How much does a phishing kit cost, and where do attackers get them?
Phishing kits are sold on:
Dark web forums (e.g., AlphaBay-style marketplaces)
Private Telegram channels (more exclusive, higher-quality kits)
Pricing: - Basic kits: USD 50-100 (simple email templates, credential harvesting) - Intermediate kits: USD 200-400 (includes domain rotation, tracking, obfuscation) - Advanced kits (PhaaS): USD 100-500/month (AI-powered personalization, MFA bypass, guaranteed deliverability)
Advanced Examples (2025): - InboxPrime AI: AI-powered email generation, near-perfect deliverability - EvilProxy: Reverse-proxy for credential and MFA token theft - Tycoon 2FA: Specialized in bypassing 2FA systems
This commoditization of phishing tools enables even low-skill attackers to launch large-scale campaigns, increasing overall phishing volume (Flare, 2026; Kaspersky Securelist, 2024; Dark Reading, 2025).
What is the "2,700% increase" in phishing attacks during commodity campaigns?
During a major commodity phishing campaign (typically brand-impersonating and broadly targeted), organizations see a 2,700% spike in phishing emails compared to their normal baseline.

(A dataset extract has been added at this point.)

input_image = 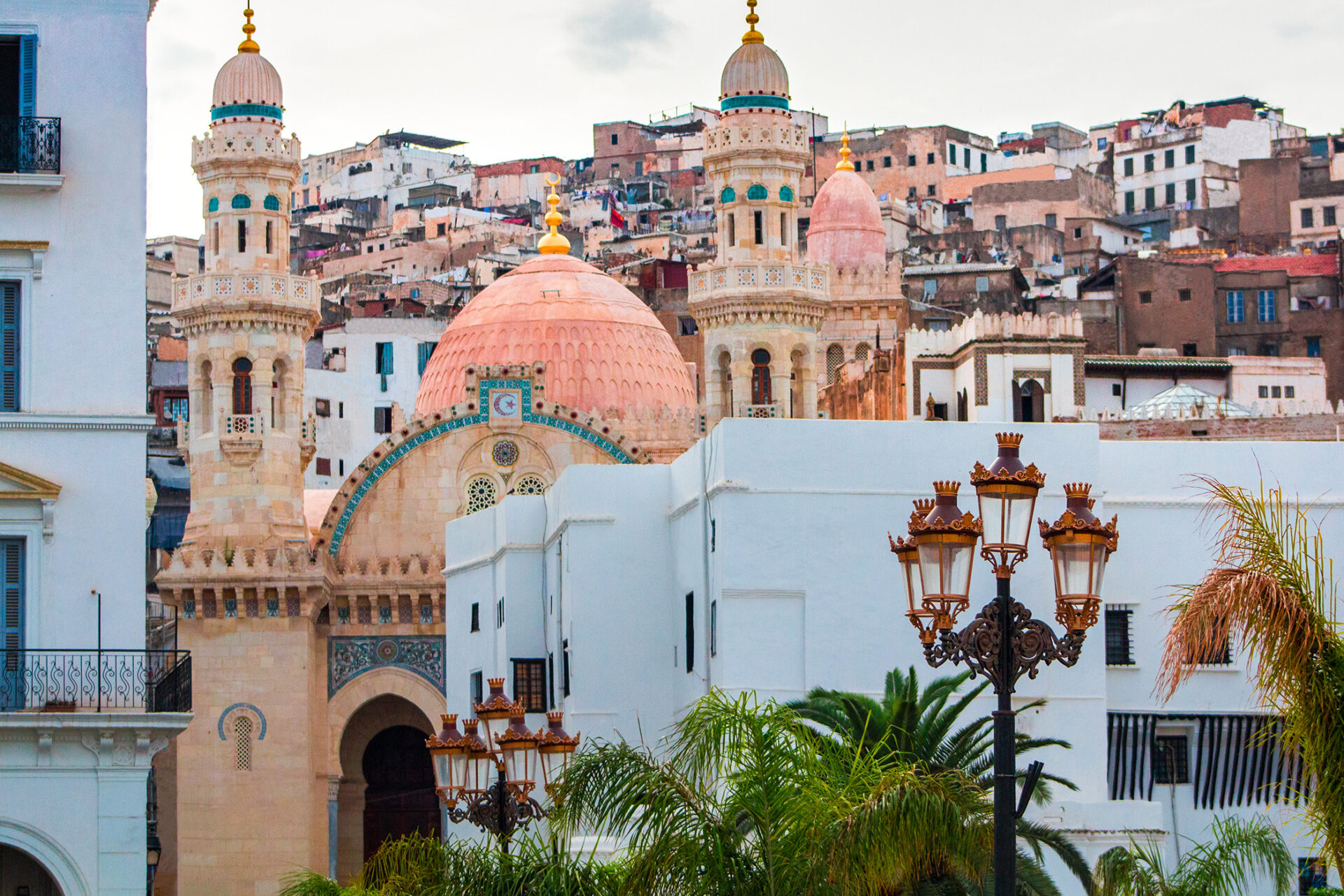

This happens because:
Attackers send the same campaign to millions of recipients across all industries
Many emails reach your organization by statistical chance
The volume overwhelms traditional email filters
Detection systems get flooded and may miss legitimate emails while processing the flood
Example: An organization normally receives 100 phishing emails/day. During a commodity campaign targeting "all banking customers," they might receive 2,800 phishing emails in a single day. This is why commodity campaigns are so dangerous—the sheer volume bypasses defenses designed for lower baseline rates (Egress, 2024-2025).
How do I protect myself and my organization from bulk phishing?
Individual Level:
Never click links in unexpected emails—navigate to sites manually or use bookmarks
Verify sender address in full (not just display name)
Look for generic greetings ("Dear Customer") vs. your real name
Hover over links to see actual URL (not shortened or spoofed)
Report suspicious emails to your security team
Enable MFA on all critical accounts
Organizational Level:
Deploy advanced email filtering with machine learning
Implement DMARC/SPF/DKIM to prevent spoofing
Regular security awareness training (reduces click rate by 50%+)
Mandate MFA for all accounts
Conduct internal phishing simulations to identify high-risk users
Monitor for anomalous login patterns indicating credential compromise
Share threat intelligence with peers and ISPs
The most effective defense combines technology (email filters, MFA) with people (user awareness and training) (CISA, 2023; Egress, 2024; Kaspersky Securelist, 2024; IBM, 2024).